The Great Recession has required all boards and property managers to investigate new and progressive ways to ensure that their bottom line is covered. While this has always been the mission, the economic reality of recent years has inspired more of a push to find creative solutions—new revenue streams—for condos, co-ops, and homeowner associations alike.
There are numerous ways boards can increase revenue, including installing cell phone antennas and vending machines, or with advertising efforts such as billboards and other exterior signage. However, there are also numerous obstacles, regulations and concerns to be addressed before this potential revenue can be realized.
“I believe that boards and owners should seek additional revenue sources,” says Marc Garrison, president at Chicago-based Private Holding Group, LLC, a real estate management firm, “but they must balance that goal with the intent of the association as a residential dwelling. Many potential revenue sources are not attractive to owners who purchased in the association for residential purposes. Additional revenue sources are very attractive, but boards have a duty first to provide and maintain the residential value of the association and dwelling units without compromising them for that revenue.”
For small to mid-size buildings, navigating rising costs and stagnant revenue can be an overwhelming challenge. With capital improvement projects, emergency repairs and general maintenance costs increasing, often any revenue taken in simply offsets fee increases and assessments—it doesn't go into reserves or rainy-day accounts.

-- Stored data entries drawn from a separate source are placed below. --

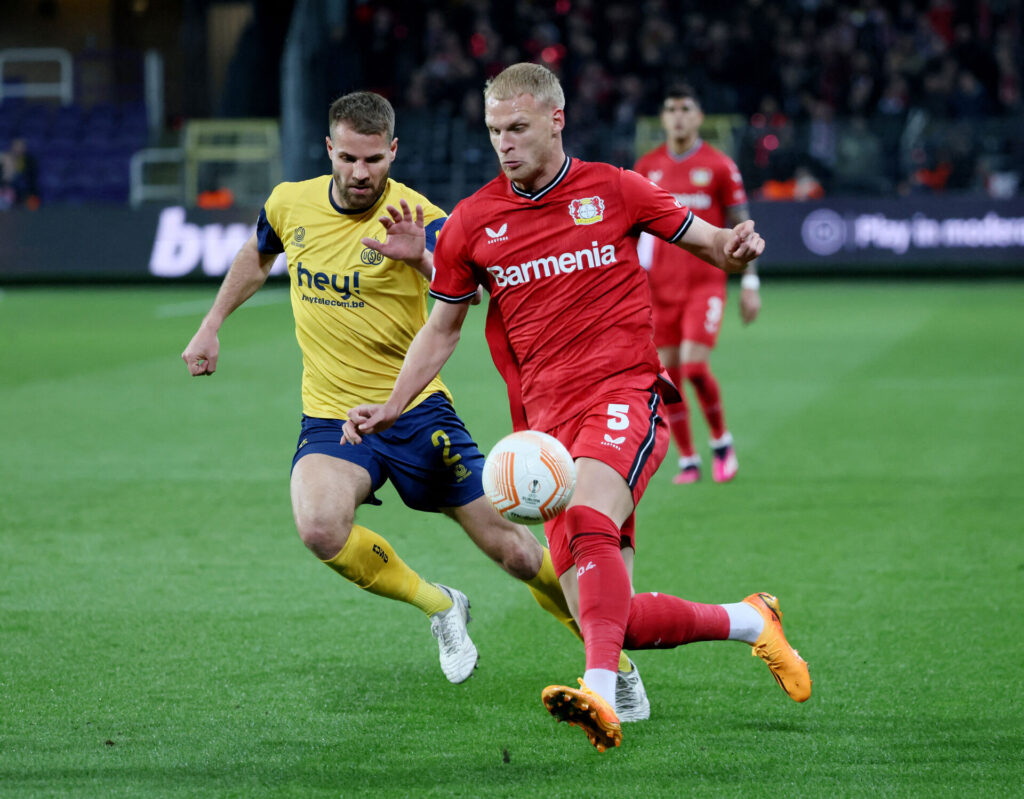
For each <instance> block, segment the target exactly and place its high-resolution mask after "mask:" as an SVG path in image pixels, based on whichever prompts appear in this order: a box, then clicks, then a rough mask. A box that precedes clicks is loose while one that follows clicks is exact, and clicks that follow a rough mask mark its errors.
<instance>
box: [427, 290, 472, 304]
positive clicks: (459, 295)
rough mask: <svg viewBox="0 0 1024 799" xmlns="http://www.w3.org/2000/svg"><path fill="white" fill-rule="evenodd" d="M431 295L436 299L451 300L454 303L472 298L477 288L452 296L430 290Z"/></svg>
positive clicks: (470, 298)
mask: <svg viewBox="0 0 1024 799" xmlns="http://www.w3.org/2000/svg"><path fill="white" fill-rule="evenodd" d="M430 296H431V297H433V298H434V299H439V300H440V301H441V302H451V303H453V304H455V303H458V302H465V301H466V300H471V299H473V297H475V296H476V289H473V290H472V291H471V292H469V294H461V295H459V296H452V295H451V294H441V293H440V292H438V291H434V290H433V289H431V290H430Z"/></svg>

“Boards have to have a realistic understanding of expectations,” says Jim Stoller, president of The Building Group, which provides real estate and management services throughout Chicagoland. “Too often we see people running for a board like a typical politician, without knowing the budget or understanding costs such as water, electric, gas and insurance. People move to buildings with certain expectations and typically people will vote to maintain the service level they had when they moved into the building.”